Boston dragon boat-racing event excites, unites
Thousands of people enthusiastically participated in dragon boat races on the Charles River this weekend, along with the cultural fair celebrating the Chinese traditional event.
This year's Boston Hong Kong Dragon Boat Festival, held Sunday near the John W. Weeks Footbridge on the river, featured 68 teams with about 2,000 paddlers from across Massachusetts, other New England states and New York. They competed in 500-meter races, which started in 1979.
"We want to promote dragon boat racing; we want to use this platform to promote Asian culture … people come here to learn, for exchange or just for fun, too," Gail Wang, board president of the Boston Hong Kong Dragon Boat Festival, told China Daily.
Wang said that over the past year, dozens of volunteers for the 45th annual festival have been working diligently to preserve the tradition while also offering a fresh perspective to attendees.
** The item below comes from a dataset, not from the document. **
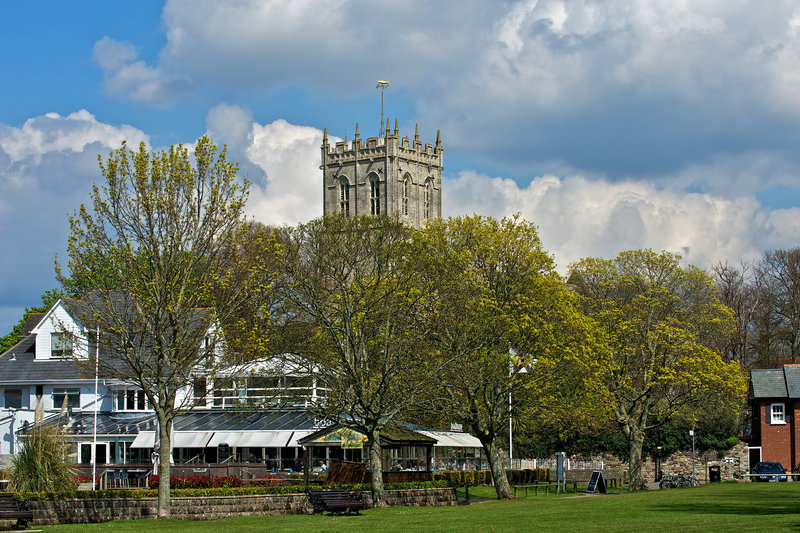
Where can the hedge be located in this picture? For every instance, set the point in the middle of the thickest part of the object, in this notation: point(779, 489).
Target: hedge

"It's very important for [connections] of people … culture exchanges, and that's what we do," she said.
The festival, also called Duanwu, is a traditional Chinese festival observed on the fifth day of the fifth lunar month. It commemorates the life and death of Qu Yuan (340-278 BC), an exiled poet and politician during the Warring States Period (475-221 BC). Upon hearing that his state, Chu, had fallen, he committed suicide by drowning himself in the Miluo River.